How nurses, pharmacists can improve palliative care

Both nurses and pharmacists can play key roles in consulting with patients and their families about palliative care and then managing that care, two new studies show.

The first study, published in Critical Care Nurse, noted that nurses and nurse practitioners can overcome common barriers to palliative care consultations. Examples of their involvement: Including palliative-care nurse practitioners in daily rounds, identifying at-risk patients and requiring consultations when certain hospital-identified criteria are met.

"Barriers to palliative care consultation for critical care patients include misunderstandings about palliative care and a lack of agreed-upon criteria for referral to palliative care," the researchers noted. "Critical care nurses can help overcome these barriers by ensuring that other healthcare providers, patients and patients' families understand the services that palliative care provides and the benefits it brings to patients and families."

The study noted that palliative care discussions conducted by surgeons "were often quick, inadequate, and ineffective."

Nurses, on the other hand, spend more time than anyone with patients and their families and have a good sense of when palliative care can benefit patients, as FierceHealthcare has reported.

Having nurse or nurse practitioner champions present was a common thread in strategies that successfully integrated palliative care into critical care, the researchers found.
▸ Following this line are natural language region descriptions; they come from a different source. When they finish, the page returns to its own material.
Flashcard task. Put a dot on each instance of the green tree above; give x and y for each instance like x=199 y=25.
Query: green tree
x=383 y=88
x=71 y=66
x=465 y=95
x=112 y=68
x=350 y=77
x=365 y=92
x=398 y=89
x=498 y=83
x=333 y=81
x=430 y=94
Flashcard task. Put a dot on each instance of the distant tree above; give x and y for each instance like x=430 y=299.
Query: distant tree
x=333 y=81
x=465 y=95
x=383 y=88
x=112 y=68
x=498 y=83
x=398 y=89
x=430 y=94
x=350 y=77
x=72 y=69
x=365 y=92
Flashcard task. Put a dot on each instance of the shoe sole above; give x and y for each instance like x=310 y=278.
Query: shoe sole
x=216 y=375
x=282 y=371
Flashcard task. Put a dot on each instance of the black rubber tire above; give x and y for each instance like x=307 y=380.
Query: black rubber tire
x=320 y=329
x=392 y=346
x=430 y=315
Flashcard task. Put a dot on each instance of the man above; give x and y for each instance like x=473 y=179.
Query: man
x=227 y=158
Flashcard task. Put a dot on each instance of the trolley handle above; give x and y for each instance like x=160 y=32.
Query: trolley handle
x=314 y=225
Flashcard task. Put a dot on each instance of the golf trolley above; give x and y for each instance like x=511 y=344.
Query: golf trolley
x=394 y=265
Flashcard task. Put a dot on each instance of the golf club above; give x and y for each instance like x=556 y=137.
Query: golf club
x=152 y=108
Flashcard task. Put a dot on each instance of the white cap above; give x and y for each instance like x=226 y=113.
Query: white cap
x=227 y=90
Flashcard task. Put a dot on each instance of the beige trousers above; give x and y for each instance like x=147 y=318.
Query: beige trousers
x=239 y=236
The nurses were respected in the critical care environment and were "compelling advocates" for palliative care consultations. 

Nurses also need to be involved in all stages of palliative care, the study found, from documenting decisions and actions to monitoring patients for signs of distress and alerting care teams to resolve difficulties. They also can ensure that consistent messages of support are conveyed to patients and their families.

The second study addressing pharmacists' role in palliative care was presented this week at the American College of Clinical Pharmacy 2015 Global Conference. Researchers found that pharmacist intervention decreased the average acute-pain score of patients by 2.6 points on a 10-point scale, and the average chronic-pain score by 2.8 points.

Pharmacists also recommended discontinuing certain treatments and tests that didn't support palliative care goals, including chemotherapy, antimicrobials and medications, saving $100,000 in the one-year study period, according to a Medscape Medical News article.

The team-based approach included a pharmacist, physician, nurse practitioner, nurse, social worker and a chaplain. The pharmacist went on palliative team rounds three times a week, interacting directly with patients and team members rather than consulting over the phone, the article noted. As a result, pharmacists had consulted in the treatment of 70 percent of patients who died in the hospital, up from 23 percent.

The pharmacist helped achieve pain goals and improve symptoms for 91 percent of patients, the study found.

The size of a hospital is a major factor not only in which providers are involved in palliative care consultations, but whether the facility even has a palliative care program. About 90 percent of hospitals with 300-plus beds have palliative care programs, but only about half of smaller hospitals provide palliative care. For-profit hospitals also were less likely to offer palliative care programs than nonprofit hospitals, research shows.